Der polnische Oberste Gerichtshof erkennt ausländischen Staaten unbeschränkte Immunität zu und prüft dabei seit 1937, ob Gegenseitigkeit gewährt wird.
Vgl. Entscheidung vom 2. März 1926, Zeitschrift für Ostrecht 1927 S. 275; Entscheidung vom 31. August 1937, AD 1935-1937 S. 239 (in den beiden folgenden Entscheidungen zitiert unter dem Datum vom 31. Juli 1937);
Entscheidung vom 14. Dezember 1948, ILR 1957 S. 223;
Entscheidung vom 26. März 1958, ILR Bd. 26 (1958 - II) S. 178.
Auch die tschechoslowakischen Gerichte folgen der Lehre von der unbeschränkten Staatenimmunität.

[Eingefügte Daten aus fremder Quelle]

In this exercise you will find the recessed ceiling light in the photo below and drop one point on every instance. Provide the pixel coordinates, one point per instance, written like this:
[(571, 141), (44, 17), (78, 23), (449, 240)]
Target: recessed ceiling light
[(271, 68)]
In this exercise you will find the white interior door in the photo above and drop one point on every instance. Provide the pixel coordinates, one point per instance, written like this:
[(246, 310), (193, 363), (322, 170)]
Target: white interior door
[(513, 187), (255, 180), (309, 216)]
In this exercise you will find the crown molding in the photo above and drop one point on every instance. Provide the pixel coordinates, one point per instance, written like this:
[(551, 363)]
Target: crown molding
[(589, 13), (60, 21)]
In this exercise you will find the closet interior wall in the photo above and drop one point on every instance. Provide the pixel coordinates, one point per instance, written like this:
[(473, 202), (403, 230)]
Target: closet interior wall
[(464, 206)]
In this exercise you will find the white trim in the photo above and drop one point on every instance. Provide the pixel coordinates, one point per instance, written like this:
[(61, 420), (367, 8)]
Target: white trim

Vgl. Entscheidung des Obersten Gerichtshofs vom 23. Dezember 1919, Allen S. 276 f. und Harvard Law School S. 531 f.; Entscheidungen des Obersten Gerichtshofs vom 12. und vom 19. Oktober 1920, Zeitschrift für Ostrecht 1927 S. 252 und S. 254; Entscheidung des Obersten Gerichtshofs vom 16. Januar 1923, Zeitschrift für Ostrecht 1927 S. 255; Entscheidung des Kreisgerichts Prag vom 16. Dezember 1955, ILR 1955 S. 242.
Schließlich ist eine Entscheidung des Obersten Gerichtshofs der Volksrepublik Kroatien vom 30. August 1956 (ILR 1956 S. 431) bekannt geworden, der die Auffassung zugrunde liegt, nach Völkergewohnheitsrecht sei ein ausländischer Staat ohne seine Zustimmung inländischer Gerichtsbarkeit nicht unterworfen.
Die Prüfung der Rechtsprechung hat ergeben:
Die Gerichte einer beträchtlichen Zahl von Staaten, vor allem die Gerichte Italiens, Belgiens, der Schweiz, Österreichs, Frankreichs, Griechenlands, Ägyptens und Jordaniens, gewähren eindeutig ausländischen Staaten Immunität nur für Hoheitsakte. Hinsichtlich der Rechtsprechung in anderen Staaten ist es zweifelhaft, ob die Gerichte nach wie vor der Lehre der unbeschränkten Staatenimmunität folgen. In Deutschland läßt sich eine Tendenz zur Einschränkung der Staatenimmunität feststellen. Demgegenüber halten die Gerichte vor allem Englands und der Vereinigten Staaten von Amerika, ebenso aber auch die Japans und der Philippinen sowie die der osteuropäischen Staaten daran fest, daß ausländischen Staaten Immunität sowohl für hoheitliche wie für nicht-hoheitliche Tätigkeit zusteht. Vor allem in den Vereinigten Staaten von Amerika und in England ist jedoch die Tendenz erkennbar, von der unbeschränkten Staatenimmunität abzugehen.
Aus der Praxis der Gerichte kann angesichts dieser Sachlage nicht hergeleitet werden, daß die Gewährung unbeschränkter Immunität auch heute noch als ein von der weitaus größeren Zahl der Staaten im Bewußtsein rechtlicher Verpflichtung geübter Brauch angesehen werden kann.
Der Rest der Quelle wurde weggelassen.